From owner-aic7xxx  Thu Jul 30 08:16:28 1998
Return-Path: <owner-aic7xxx@FreeBSD.ORG>
Received: (from majordom@localhost)
          by hub.freebsd.org (8.8.8/8.8.8) id IAA15208
          for aic7xxx-outgoing; Thu, 30 Jul 1998 08:16:28 -0700 (PDT)
          (envelope-from owner-aic7xxx@FreeBSD.ORG)
Received: from einstein.phy.duke.edu (einstein.phy.duke.edu [152.3.182.4])
          by hub.freebsd.org (8.8.8/8.8.8) with ESMTP id IAA15202
          for <AIC7xxx@freebsd.org>; Thu, 30 Jul 1998 08:16:26 -0700 (PDT)
          (envelope-from rgb@phy.duke.edu)
Received: from ganesh.phy.duke.edu (rgb@ganesh.phy.duke.edu [152.3.183.52])
	by einstein.phy.duke.edu (8.8.8/8.8.8) with ESMTP id LAA02106;
	Thu, 30 Jul 1998 11:16:22 -0400 (EDT)
Received: from localhost (rgb@localhost)
	by ganesh.phy.duke.edu (8.8.5/8.8.5) with SMTP id LAA19580;
	Thu, 30 Jul 1998 11:13:45 -0400
X-Authentication-Warning: ganesh.phy.duke.edu: rgb owned process doing -bs
Date: Thu, 30 Jul 1998 11:13:45 -0400 (EDT)
From: "Robert G. Brown" <rgb@phy.duke.edu>
To: Mike Isely <isely@pobox.com>
cc: Chris Pirih <proverbs@wolfenet.com>,
        aic7xxx Mailing List <AIC7xxx@FreeBSD.ORG>
Subject: Re: Puzzle for Doug...
In-Reply-To: <Pine.BSI.3.95.980729173534.16529B-100000@nathan.enteract.com>
Message-ID: <Pine.LNX.3.96.980730105212.19553B-100000@ganesh.phy.duke.edu>
MIME-Version: 1.0
Content-Type: TEXT/PLAIN; charset=US-ASCII
Sender: owner-aic7xxx@FreeBSD.ORG
Precedence: bulk
X-Loop: FreeBSD.org

On Wed, 29 Jul 1998, Mike Isely wrote:

> On Wed, 29 Jul 1998, Chris Pirih wrote:
> 
> > At 11:27 AM 07/29/1998 -0400, Robert G. Brown wrote:
> > >What if the memory was remapped to a nonexistent location?  You write
> > >to the location and there is nothing there.  You read from the
> > >location and get nulls -- obviously a parity violation but now
> > >remapped to a location where the error comes up as NMI.  
> > 
> > I like that theory!  There doesn't even have to be a write, just a
> > read -- machines without parity/ECC memory would return 0xFF... or
> > whatever, and machines with parity/ECC would NMI.
> 
> I agree now.  Accessing memory-mapped devices in a parity-sensitive system
> has got to be a sticky business.  Obviously if you read a device register,
> there's no parity information.  Yet a memory access must be parity checked
> (assuming of course the system supports it).  Therefore the chipset has to
> somehow know on an access-by-access basis what is going to have parity and
> what isn't.  If the code accesses what it thinks is a device location but
> is in fact unmapped memory, what's the chipset going to do?  Treat as
> memory or device hardware?  If it (randomly) decides that's memory well
> there's a really good chance it's a parity error and then you get the NMI.
> 
> Note that in order for this theory to be right, such an access has to get
> past the system's page tables first.  The page tables usually stop such
> abuse with a page-not-present fault which is converted by the system into
> some kind of software error signal.  That's why random bad memory accesses
> usually result in SIGSEGV (for user mode) or a panic (for kernel mode). 
> So what's probably happened here is that something somewhere has decided
> there must be something at that bad address, set up the page table(s)
> appropriately, and punched through to the system bus, only to be rewarded
> by a NMI-caused parity error because in fact there's nothing really there! 

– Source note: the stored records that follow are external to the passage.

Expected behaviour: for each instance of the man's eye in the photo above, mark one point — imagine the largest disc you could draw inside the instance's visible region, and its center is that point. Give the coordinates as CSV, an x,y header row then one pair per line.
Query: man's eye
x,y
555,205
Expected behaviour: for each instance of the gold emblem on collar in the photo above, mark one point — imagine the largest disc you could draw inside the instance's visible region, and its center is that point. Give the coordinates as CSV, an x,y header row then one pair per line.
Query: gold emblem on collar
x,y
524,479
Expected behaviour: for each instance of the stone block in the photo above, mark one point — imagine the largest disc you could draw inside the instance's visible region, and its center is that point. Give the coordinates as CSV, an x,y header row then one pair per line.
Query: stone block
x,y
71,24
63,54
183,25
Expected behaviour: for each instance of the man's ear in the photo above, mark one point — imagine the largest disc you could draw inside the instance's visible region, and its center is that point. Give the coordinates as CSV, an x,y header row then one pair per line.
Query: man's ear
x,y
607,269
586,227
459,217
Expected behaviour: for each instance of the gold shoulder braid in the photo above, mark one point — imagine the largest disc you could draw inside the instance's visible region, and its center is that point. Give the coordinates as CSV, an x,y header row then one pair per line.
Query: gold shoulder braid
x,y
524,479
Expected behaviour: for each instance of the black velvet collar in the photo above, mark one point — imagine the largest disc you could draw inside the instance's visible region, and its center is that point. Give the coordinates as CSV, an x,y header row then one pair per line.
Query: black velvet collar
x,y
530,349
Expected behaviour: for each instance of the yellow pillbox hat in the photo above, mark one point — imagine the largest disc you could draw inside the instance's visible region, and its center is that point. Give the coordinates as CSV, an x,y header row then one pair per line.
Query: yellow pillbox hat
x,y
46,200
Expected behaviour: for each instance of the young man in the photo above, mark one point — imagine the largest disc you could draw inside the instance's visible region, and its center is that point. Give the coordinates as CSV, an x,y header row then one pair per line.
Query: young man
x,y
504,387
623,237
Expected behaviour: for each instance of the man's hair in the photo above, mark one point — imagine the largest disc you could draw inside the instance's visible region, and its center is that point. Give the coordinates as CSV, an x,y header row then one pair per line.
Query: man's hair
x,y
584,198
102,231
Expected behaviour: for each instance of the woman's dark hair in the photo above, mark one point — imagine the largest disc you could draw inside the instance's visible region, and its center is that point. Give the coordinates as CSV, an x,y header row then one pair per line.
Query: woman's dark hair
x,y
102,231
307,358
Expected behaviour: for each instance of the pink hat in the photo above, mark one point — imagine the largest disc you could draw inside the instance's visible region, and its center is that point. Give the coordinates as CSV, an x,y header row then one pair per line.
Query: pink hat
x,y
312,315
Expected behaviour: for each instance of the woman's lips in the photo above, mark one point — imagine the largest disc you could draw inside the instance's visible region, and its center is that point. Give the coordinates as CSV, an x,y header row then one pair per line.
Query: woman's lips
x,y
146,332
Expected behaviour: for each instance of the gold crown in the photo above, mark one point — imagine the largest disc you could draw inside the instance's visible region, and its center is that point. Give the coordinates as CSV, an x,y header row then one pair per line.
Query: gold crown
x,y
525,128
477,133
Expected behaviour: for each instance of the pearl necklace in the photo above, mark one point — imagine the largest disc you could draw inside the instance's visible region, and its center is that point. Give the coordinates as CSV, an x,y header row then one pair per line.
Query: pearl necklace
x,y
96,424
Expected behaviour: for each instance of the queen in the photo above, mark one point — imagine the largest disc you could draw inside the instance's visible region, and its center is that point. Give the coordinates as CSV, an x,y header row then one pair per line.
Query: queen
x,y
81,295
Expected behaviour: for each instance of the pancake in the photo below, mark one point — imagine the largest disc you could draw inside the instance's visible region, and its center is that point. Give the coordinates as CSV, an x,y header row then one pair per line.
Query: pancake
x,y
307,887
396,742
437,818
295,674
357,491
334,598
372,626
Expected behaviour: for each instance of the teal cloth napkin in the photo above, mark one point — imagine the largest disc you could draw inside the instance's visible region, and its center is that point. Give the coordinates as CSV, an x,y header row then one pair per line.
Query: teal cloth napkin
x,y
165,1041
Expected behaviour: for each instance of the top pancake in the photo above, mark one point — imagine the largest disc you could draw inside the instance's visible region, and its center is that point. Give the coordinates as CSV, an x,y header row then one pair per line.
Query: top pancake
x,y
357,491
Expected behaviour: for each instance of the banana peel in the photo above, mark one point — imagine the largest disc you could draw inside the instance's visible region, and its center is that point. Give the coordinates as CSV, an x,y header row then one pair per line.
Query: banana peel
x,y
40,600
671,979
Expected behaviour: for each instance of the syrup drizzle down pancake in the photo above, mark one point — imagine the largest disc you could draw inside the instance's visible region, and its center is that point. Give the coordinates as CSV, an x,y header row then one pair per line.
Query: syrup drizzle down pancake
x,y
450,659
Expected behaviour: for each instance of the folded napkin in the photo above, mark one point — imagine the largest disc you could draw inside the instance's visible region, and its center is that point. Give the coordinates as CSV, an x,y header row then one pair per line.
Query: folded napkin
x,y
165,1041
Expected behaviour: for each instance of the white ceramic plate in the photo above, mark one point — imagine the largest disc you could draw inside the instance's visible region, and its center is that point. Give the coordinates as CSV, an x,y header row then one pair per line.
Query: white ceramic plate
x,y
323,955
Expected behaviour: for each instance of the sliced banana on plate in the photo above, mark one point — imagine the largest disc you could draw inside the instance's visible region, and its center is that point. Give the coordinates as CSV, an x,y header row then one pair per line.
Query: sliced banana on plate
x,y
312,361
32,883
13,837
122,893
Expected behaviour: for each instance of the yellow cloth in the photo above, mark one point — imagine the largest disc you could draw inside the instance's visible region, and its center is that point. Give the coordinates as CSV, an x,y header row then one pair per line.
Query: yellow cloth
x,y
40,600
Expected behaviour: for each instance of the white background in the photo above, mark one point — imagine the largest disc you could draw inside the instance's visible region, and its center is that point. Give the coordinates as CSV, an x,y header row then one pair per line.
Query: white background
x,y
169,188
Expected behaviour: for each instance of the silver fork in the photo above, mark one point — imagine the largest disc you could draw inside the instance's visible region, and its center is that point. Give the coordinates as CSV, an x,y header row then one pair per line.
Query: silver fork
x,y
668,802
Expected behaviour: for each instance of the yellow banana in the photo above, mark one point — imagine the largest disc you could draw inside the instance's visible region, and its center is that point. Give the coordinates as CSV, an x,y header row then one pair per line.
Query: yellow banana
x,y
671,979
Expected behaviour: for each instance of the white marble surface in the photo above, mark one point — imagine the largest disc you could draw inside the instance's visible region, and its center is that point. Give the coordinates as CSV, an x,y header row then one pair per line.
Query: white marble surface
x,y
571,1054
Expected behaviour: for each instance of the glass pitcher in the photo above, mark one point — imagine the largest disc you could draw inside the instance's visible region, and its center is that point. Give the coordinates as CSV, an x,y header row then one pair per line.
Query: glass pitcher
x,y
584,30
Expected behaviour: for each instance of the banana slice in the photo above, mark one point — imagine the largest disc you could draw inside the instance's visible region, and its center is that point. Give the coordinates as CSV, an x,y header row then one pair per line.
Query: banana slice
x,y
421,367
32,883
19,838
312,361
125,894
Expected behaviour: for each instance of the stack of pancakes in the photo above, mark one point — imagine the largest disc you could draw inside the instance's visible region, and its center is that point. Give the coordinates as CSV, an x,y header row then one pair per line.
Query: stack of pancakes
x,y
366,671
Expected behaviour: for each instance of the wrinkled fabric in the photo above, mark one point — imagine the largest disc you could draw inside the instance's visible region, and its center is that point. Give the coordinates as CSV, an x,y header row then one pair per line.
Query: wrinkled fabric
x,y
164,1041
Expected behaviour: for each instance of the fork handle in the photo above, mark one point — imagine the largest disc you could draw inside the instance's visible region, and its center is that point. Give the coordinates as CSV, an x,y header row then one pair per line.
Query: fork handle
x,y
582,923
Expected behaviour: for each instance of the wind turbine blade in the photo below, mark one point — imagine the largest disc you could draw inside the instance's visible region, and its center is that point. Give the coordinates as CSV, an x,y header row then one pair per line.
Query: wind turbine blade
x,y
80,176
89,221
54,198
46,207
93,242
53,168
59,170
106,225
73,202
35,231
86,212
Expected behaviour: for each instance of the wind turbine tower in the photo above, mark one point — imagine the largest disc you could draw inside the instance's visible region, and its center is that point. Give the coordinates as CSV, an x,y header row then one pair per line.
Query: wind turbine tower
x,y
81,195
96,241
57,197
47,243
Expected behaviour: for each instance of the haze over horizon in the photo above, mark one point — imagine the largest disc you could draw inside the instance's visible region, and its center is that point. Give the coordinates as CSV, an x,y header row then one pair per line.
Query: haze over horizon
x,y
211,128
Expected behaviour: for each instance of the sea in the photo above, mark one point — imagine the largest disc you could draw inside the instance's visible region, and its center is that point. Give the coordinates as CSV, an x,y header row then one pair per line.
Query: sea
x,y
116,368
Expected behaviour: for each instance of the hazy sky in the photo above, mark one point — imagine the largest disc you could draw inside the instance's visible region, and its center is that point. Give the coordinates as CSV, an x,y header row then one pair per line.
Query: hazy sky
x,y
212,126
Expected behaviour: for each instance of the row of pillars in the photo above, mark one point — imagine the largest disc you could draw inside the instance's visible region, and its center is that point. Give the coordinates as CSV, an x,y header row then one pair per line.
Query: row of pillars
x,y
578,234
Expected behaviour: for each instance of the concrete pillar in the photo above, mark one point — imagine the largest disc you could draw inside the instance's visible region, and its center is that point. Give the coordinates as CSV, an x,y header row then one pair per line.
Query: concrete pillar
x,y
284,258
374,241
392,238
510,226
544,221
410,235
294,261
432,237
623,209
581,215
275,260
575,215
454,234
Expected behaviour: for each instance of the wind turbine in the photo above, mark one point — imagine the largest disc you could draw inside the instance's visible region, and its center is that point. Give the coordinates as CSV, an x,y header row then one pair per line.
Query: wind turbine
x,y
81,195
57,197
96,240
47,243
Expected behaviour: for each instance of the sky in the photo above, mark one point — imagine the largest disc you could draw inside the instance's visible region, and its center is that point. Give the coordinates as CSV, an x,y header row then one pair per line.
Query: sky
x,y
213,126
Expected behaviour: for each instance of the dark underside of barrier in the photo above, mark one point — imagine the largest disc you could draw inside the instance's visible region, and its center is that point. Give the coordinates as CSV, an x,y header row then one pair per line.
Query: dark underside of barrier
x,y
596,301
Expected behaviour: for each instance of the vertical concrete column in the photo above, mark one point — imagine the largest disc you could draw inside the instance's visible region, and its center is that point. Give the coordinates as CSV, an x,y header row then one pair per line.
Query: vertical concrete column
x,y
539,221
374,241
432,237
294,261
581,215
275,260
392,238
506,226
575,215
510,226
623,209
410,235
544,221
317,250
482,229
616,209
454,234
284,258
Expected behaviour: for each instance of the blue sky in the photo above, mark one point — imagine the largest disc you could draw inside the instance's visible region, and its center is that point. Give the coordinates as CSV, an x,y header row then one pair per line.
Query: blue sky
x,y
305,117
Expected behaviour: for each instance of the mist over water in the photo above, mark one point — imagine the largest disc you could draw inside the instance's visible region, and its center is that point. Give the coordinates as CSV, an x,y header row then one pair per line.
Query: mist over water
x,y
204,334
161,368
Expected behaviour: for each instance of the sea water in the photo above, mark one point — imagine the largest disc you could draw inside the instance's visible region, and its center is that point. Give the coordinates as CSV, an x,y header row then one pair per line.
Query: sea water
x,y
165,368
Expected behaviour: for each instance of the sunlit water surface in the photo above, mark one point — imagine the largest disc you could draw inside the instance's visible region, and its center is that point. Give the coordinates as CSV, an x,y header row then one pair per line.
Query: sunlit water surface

In a few minutes I'll go back downstairs to the computer room (where
all my "broken" systems currently live) and regenerate my final
results from yesterday and report on them, but (as I said at the end
of yesterday) the crash occurs slightly differently depending on the
context -- during boot, when the page tables are not yet active (as I
recall -- don't those start after built-in-device initialization but
before init?) I get the NMI; afterwards I just get a Data-Path Ram
Error or a parity violation, which sound like the kernel version of
SIGSEGV -- remember this is all in protected mode.  This supports, a
bit, the idea that it may be a nothing-there kind of error.

Unfortunately, the actual error occurs in down(), which is part of the
scheduler itself and hence in the category of Things Mere Mortals Were
Note Meant To Know (or at least debug).  I also don't believe that the
scheduler itself is broken.  So, I am forced to conclude that the
error is occurring one step uphill, and only in code that is either:

  a) part of the uniform scsi subsystem, i.e. drivers/scsi/scsi.c, but
only is tweaked by something system specific and marginal, perhaps U2W
controllers in certain specific configurations.  In the particular
case at hand, the system is "unusual" in that the 7860 and 7890 share
an interrupt and are both very fast devices being actively hammered at
init time.  There is one point in the SCSI code (in internal_Cmnd)
where I >>think<< semaphores are implicitly manipulated and Leonard
states (note the NOTE comment):

    save_flags(flags);
    cli();
    /* Assign a unique nonzero serial_number. */
    if (++serial_number == 0) serial_number = 1;
    SCpnt->serial_number = serial_number;

    /*
     * We will wait MIN_RESET_DELAY clock ticks after the last reset so
     * we can avoid the drive not being ready.
     */
    timeout = host->last_reset + MIN_RESET_DELAY;
    if (jiffies < timeout) {
	int ticks_remaining = timeout - jiffies;
	/*
	 * NOTE: This may be executed from within an interrupt
	 * handler!  This is bad, but for now, it'll do.  The irq
	 * level of the interrupt handler has been masked out by the
	 * platform dependent interrupt handling code already, so the
	 * sti() here will not cause another call to the SCSI host's
	 * interrupt handler (assuming there is one irq-level per
	 * host).
	 */
	sti();
	while (--ticks_remaining >= 0) udelay(1000000/HZ);
	host->last_reset = jiffies - MIN_RESET_DELAY;
    }
    restore_flags(flags);
    
    update_timeout(SCpnt, SCpnt->timeout_per_command);

I'm wondering if what is going on is that a "late" interrupt is
generated by the 7860 on IRQ 10 at just the wrong time to be
critically reentrant) and tweaks the "This is bad" part of this code
by NULL-ing the wait_queue part of the semaphor.  Then when the
down(&sem) command is finally issued, it falls on dead air
and...doom.  This is the kind of thing where tiny marginal differences
in response speed of e.g. the attached CD-ROM could be what makes the
difference between success and failure.  I should probably pull the
cable off of the CD-ROM in one of the affected boxes to see if having
an empty 7860 makes a difference.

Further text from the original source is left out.